When '?' is not immediately followed by a positive decimal digit, it indicates an
arbitrary number of characters to mask (from zero to a system defined limit).
The character '#' (pound or number sign) is used to mask a single character.
Multiple consecutive occurrences of '#' may be used to indicate a precise
number of characters to mask.
- Format/structure
No values defined in this set.
- Occurrence
Indicates the desired occurrence of the specified access point. Integer. For example, to indicate second author, the value of the Access Point attribute is 'author', and the value of the Occurrence attribute is 2.
- Indirection
- URI
The term supplied is a pointer (a URI) to the actual term. For example, the supplied term might be a URL, in which case the server should follow the link to the the resource, and substitute it as the term. This would be used, for example, for relevance feedback when a document is intended as the term, and a URL to the document is supplied.
- Scan Display Term
The term was previously provided by the server in a Scan Response, not as an actual term in the term list, but rather as a 'displayTerm' associated with an actual term.
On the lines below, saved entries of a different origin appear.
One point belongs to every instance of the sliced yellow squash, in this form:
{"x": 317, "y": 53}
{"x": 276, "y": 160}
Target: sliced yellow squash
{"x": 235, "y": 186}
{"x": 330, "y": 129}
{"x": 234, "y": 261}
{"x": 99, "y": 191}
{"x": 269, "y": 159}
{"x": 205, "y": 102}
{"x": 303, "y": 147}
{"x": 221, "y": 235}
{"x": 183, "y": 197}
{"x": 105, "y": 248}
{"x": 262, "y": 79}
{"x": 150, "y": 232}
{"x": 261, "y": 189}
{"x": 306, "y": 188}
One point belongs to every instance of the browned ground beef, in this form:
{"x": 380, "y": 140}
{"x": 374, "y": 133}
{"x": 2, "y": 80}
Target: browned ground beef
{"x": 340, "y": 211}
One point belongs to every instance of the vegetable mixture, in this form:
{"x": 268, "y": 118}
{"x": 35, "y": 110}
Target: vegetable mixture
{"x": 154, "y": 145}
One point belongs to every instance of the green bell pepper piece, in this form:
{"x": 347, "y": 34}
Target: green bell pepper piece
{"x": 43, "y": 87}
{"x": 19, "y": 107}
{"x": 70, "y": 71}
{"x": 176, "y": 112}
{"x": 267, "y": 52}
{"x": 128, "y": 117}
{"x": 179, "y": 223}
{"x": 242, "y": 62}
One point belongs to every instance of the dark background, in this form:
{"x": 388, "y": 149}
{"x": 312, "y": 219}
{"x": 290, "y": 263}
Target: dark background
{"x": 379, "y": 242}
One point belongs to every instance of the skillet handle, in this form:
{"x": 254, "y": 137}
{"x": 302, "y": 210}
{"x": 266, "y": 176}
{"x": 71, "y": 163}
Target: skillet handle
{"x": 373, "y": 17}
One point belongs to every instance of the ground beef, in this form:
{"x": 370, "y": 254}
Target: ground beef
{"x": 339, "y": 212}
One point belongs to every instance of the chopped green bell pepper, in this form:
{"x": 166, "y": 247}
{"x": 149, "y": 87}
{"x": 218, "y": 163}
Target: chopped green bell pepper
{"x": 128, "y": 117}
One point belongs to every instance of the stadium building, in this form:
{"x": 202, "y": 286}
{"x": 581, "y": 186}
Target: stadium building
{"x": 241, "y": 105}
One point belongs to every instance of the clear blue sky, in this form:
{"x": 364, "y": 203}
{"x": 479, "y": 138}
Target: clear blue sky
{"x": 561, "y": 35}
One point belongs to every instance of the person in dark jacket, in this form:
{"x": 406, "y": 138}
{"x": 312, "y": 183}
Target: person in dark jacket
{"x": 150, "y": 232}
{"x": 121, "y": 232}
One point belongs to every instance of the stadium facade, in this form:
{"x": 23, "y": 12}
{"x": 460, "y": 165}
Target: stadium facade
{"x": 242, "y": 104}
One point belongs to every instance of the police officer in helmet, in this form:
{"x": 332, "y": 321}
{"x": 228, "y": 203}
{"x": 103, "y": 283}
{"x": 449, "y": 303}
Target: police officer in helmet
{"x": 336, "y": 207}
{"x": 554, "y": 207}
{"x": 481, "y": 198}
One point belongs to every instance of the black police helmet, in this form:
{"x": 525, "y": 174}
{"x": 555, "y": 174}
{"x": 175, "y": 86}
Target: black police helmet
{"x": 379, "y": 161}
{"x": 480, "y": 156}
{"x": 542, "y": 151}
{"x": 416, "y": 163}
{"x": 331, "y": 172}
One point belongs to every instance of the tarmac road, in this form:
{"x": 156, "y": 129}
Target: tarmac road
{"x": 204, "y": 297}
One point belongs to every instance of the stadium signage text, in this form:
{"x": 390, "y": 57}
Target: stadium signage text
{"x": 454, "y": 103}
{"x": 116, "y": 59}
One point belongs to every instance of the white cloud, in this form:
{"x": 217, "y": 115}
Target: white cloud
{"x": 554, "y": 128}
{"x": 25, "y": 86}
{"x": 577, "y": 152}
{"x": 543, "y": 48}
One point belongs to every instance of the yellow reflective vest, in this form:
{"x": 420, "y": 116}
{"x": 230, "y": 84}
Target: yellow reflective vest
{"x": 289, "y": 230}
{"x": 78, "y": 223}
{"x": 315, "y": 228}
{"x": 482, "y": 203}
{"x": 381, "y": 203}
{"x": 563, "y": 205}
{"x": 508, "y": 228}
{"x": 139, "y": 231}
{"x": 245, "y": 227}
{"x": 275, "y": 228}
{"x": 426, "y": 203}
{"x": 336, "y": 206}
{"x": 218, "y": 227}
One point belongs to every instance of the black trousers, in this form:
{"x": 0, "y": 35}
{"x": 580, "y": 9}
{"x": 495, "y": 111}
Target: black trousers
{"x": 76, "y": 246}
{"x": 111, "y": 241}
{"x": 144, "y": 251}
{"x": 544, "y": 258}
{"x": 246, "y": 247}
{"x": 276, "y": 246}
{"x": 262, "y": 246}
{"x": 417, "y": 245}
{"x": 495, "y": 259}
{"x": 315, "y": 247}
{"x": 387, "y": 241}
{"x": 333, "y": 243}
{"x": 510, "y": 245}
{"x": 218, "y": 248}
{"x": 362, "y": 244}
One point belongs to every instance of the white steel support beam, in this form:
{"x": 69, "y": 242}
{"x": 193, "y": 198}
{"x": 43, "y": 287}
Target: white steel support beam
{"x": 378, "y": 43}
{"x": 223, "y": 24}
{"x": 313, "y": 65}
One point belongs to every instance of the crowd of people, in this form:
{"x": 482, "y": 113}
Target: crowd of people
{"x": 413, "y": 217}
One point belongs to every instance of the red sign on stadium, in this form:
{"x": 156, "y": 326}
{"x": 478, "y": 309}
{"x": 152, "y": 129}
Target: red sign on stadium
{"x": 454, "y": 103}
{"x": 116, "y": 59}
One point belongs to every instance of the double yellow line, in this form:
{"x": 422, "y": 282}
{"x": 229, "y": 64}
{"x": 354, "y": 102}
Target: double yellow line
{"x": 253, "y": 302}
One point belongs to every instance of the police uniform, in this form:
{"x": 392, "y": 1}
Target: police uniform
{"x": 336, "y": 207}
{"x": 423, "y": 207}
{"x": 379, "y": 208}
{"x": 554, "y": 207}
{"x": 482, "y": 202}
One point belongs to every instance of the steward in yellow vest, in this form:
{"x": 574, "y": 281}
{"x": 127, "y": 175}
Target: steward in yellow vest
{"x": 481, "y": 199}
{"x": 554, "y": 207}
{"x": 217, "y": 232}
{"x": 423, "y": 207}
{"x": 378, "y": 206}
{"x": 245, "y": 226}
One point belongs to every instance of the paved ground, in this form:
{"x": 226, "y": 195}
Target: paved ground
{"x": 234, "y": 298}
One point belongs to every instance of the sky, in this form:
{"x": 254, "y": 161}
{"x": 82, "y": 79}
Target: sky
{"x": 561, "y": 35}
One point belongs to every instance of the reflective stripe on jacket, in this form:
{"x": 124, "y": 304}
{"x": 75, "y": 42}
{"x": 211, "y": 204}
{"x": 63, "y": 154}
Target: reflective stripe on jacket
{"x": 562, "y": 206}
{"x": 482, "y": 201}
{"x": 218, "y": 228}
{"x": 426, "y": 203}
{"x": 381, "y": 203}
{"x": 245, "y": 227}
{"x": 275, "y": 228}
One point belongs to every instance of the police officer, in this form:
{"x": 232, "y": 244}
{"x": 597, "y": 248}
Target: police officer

See 'term' and 'displayTerm' within TermInfo in the Scan ASN.1 definition. (This applies when the actual term in the term list is not suitable for display although it is the term that should be used in a query rather than the display term.) The server should substitute the actual term for the display term.
- Functional Qualifier
- Null
The Null value of the Functional Qualifier attribute is used in a manner analogous to the Null value of the Semantic Qualifier attribute. It may be supplied within a query operand, when that operand also includes one or more additional Functional Qualifier attribute values.
The server pairs each supplied value of the Functional Qualifier attribute with the Access Point attribute to try to find a best match. (The server determines what match is best.)
By including the value Null, the client indicates that the server may, if it chooses, ignore the other Functional Qualifier values (thus allowing the server to match the Access Point attribute value with Null, in effect rendering the Access Point unqualified).
Whenever one or more Functional Qualifier values are included in an operand, the server must either select one or fail the search. Thus the Null value is defined in order to allow the server to choose not to select any of the real Functional Qualifier values (i.e. those other than Null).
- Date/time created
May be used to qualify a date/time Access Point. May be used with utility set Access Point attribute Record Date to mean "Date/time record added to database".
- Date/time Last Modified
May be used to qualify a date/time Access Point. May be used with utility set Access Point attribute Record Date to mean "Date/time record last modified".
- Date/time Last Reviewed
May be used to qualify a date/time Access Point. May be used with utility set Access Point attribute Record Date to mean "Date/time record last reviewed".